Who, genetically, but also spiritually, not just in terms of the Sato-Zen lineage, which is wonderful, and all these old stories, but also, you know, who inspires you? So Miriam, as a musician, just name somebody who inspires you from the past. A musician? Yeah. Oh, Bach. There's one young man who's Bach. Excuse me. Bach is not frivolous. Bach is, that's for me too, I'm not a musician, but yes, he's one of my ancestors. What would the world be like without Bach? I don't know. It's hard to imagine. I just wanted to say something. Please. You know, I'm very hard of hearing, so please excuse me if I say something that sounds totally ridiculous. Oh, and you were saying about how on a fundamental journey you rise to the mountain.

[39:27]

Well, naturally, I don't have a clue. This week, my husband and I had a rather such a privilege in our life that we were able to watch on our walk, oh sorry, on our walk, the birds on a caterpillar mountain. a butterfly mountain giving birth. It took almost an hour. And then sort of it, this is like a little mini, mini piece of that great question. When you look and say, how can this little sticky worm ever, ever become a butterfly? So it's kind of like science tries to tell us, but it still remains a mystery that's very, very So you actually saw a caterpillar become a butterfly? No, with the larva getting born out of the butterfly mother. Oh, the butterfly giving birth to one.

[40:28]

The butterfly is giving birth to the next caterpillar. It's very hard for me to know all of your speeches. No, it's fine. It was just the most incredible, incredible, miracle. And so, in a way, a little teeny piece of that question. Yes, on weathered fertility. So you're reminding me, one time when I was Shisho at Tassajara, I was sitting facing the front open door, and it was springtime, it was sort of towards the end of the practice period, and in front of the walkway there, there's a bed of flowers, and the irises were just, hadn't bloomed yet, but they were just, they were there. And I was over three periods of Zazen, I was sitting in the canyon in between, I was sitting, looking out that door, and I saw an iris open. And the first petal, very slowly, and the second petal after that, and then the third.

[41:33]

And, you know, when you're paying attention, you can see things.
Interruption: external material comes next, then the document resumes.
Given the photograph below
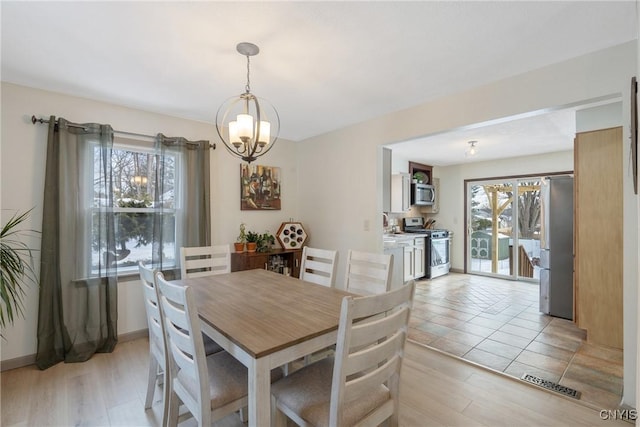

So any other testimony or questions or responses? We have time for one more. Yes, Brian. The line is, the refrain was, out of pure, what is it? The original story is, How does fundamental purity suddenly give rise to the mountains, rivers, and the great earth? I'm wondering if that's another way of saying or asking, what's the relationship between emptiness and form?

[42:35]

How does form emerge out of emptiness? Okay. We might gloss it that way, but... Emptiness, to me, seems very abstract. So to talk about this wide immaculate plane and giving birth with unwithered fertility... Anyway, but yeah, we're talking about how the next thought comes. Well, to follow up, it made me think of in sitting sometimes, or just during the day, it just sort of happens sometimes, to sort of that image of following the stream to the source, of almost like following back through thoughts and preoccupations and concerns and so forth to a point of stillness and clarity that

[43:42]

It's very simple, and out of that, beginning to notice things, that everything seems to start happening out of that stillness, out of that clarity. Yeah, so our practice of zazen, sitting for a day or a period, allows us to slow down a little and settle into a space where we can see. these possibilities arise in everything. So, Dale, last thought. I say the quote on this ancestor thing, but is the fundamental purity the ancestor? Yes, is the fundamental purity the ancestor?